Although some people complained about using the masks to go out on the streets, the authorities did not turn a blind eye: the fine for those who were unprotected ranged from US $ 5 to US $ 10 (US $ 85 to US $ 170, in current values). Not even the mayor, James Rolph, escaped: in a photo published in the newspaper, he and other public officials appeared without the masks, and the police chief fined Rolph $ 50.

The rigid measures worked: it is estimated that 80% of the residents wore masks. Shortly thereafter, on November 21, San Francisco revoked the mandatory protection. People went back to their routines of going to work, to parks, to cinemas – and then the second wave of the epidemic came.

Meet the Anti-Mask League, formed in the USA during the Spanish Flu

– (Wikimedia Commons / Public Domain)

The League is born

The Spanish Flu – which, despite its name, probably appeared in the United States – happened in three waves, and the second was the most severe. In total, the pandemic has killed at least 50 million people (some estimate twice as much), as well as infecting a third of the global population. It claimed more victims than the two World Wars, the Vietnam War and the Korean War – together.

With the situation getting worse, in January, the city of San Francisco went back and forced, again, the use of masks – which left some residents dissatisfied.

Here, contextualization is worthwhile.
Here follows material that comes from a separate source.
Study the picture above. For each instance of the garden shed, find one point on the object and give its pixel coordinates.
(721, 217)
In addition to the First World War and the pandemic, San Francisco was also recovering from another catastrophe: the historic earthquake of 1906, which happened in the San Andreas fault. The earthquake, which became known as the Great San Francisco Earthquake, was devastating. It reached eight degrees on the Richter scale (the highest ever in the country) and killed thousands of people.
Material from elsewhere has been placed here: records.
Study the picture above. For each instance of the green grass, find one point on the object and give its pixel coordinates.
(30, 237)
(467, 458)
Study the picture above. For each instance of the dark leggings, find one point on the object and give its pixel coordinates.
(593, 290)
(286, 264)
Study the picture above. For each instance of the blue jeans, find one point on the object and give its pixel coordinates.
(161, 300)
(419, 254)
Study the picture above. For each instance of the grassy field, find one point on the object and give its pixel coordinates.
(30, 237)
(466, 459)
With so many misfortunes happening in succession, it is easy to understand the discontent and lack of faith on the part of the population. When the standard of masks came back, some people immediately thought: "Now, if it didn't work the first time, why are they going to force us to use it again?" The Anti-Mask League was born there.

The group's first meeting brought together more than two thousand people. It was chaired by Emma Harrington, a deputy who, in 1911, was the first woman in town to vote. The meetings continued throughout the month – in one, more than 4,500 people gathered to protest the mayor and the secretary of health, Dr. William C. Hassler.
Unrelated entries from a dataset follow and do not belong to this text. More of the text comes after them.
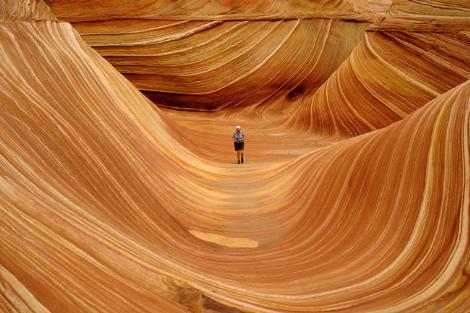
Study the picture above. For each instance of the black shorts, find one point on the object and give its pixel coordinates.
(239, 146)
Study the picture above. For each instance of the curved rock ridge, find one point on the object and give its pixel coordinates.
(282, 64)
(210, 65)
(109, 203)
(450, 8)
(17, 10)
(387, 88)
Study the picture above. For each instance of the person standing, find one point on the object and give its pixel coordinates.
(239, 143)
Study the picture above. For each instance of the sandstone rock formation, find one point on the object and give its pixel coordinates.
(355, 198)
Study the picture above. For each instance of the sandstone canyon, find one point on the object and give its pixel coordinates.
(118, 186)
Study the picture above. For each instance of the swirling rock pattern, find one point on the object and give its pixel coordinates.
(109, 203)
They argued that wearing masks was a burden, and questioned science about their effectiveness. In addition, they said that there were other more serious problems, such as the unemployment of soldiers who returned from the war, and that deserved more attention. According to The Guardian, they even sent a bomb for Hassler. The address, fortunately, was wrong, and no one was hurt.

Despite this, the authorities chose to ignore the movement. The League, after all, never managed to define its bases – some wanted to create a petition for the masks to be revoked; others only asked for Hassler's resignation.

In the end, they did not achieve any of this. Records show that on January 15, 1919 – the day before the second mask decree, – San Francisco recorded 510 new cases of flu and 50 deaths. Eleven days later, those numbers had dropped to 12 cases and four deaths. Harrington soon left the League command, and the new commander dissolved her. Point to science.